Stanley Johnson, the father of new British prime minister, Boris Johnson, has revealed how he can't quite believe that his "wayward, soft-arse son" has made it all the way to the top of the pile, and is now about to assume control of the country.
Stanley Johnson, 78, is an author, and, although he doesn't write fiction, claims that, even on his best literary form, he could never have dreamt up anything quite as fictitional as his nutty offspring becoming PM, calling it "fantastical".
"He's a daft lad, pure and simple," said Johnson Snr. "Doesn't know his arse from his elbow. God only knows what kind of muppets have had the wool pulled over their eyes for them to have voted for Boris to get the job! Bloody hell fire!"
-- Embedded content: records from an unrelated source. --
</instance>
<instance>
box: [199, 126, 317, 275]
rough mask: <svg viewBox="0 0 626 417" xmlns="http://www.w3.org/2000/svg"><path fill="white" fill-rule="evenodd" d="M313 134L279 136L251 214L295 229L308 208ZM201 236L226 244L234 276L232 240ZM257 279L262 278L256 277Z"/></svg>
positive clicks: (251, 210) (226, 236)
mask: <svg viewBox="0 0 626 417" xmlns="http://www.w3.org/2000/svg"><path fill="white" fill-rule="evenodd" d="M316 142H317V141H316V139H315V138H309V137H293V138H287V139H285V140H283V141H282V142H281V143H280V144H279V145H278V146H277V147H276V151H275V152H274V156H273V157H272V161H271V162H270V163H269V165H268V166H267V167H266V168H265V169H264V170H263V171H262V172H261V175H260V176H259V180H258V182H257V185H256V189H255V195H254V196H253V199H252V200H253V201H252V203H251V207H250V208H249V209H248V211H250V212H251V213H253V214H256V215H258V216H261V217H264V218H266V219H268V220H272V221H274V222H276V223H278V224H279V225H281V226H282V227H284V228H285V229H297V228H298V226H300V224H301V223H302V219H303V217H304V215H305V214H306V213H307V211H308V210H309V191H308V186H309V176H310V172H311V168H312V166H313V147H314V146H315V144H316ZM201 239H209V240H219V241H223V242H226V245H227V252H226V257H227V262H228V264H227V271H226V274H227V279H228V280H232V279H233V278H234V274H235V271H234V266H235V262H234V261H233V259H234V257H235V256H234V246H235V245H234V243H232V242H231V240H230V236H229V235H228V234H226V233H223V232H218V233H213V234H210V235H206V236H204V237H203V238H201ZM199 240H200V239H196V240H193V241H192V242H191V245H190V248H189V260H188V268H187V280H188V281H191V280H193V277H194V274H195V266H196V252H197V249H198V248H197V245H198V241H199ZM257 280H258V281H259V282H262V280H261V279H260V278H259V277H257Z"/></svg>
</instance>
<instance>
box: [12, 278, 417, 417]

And he warned there may be surprises up ahead:
"We never know what the bloody clown will do next! His mouth works faster than his brain. Always getting into scrapes, like that one recently with his bird. Divorce, sacking, resignation, disgrace - all words that go hand-in-hand with Boris. Keep your heads down, and your wits handy!"
Asked whether he thought his son would make a good prime minister, Johnson said:
"I shouldn't think so. Everything's arse-about-tit with him. He never knows what day of the week it is. He's a joker who opens his mouth, and sticks his size 12 boot in it. It'll be an interesting ride though, especially if you're interested in catastrophes!"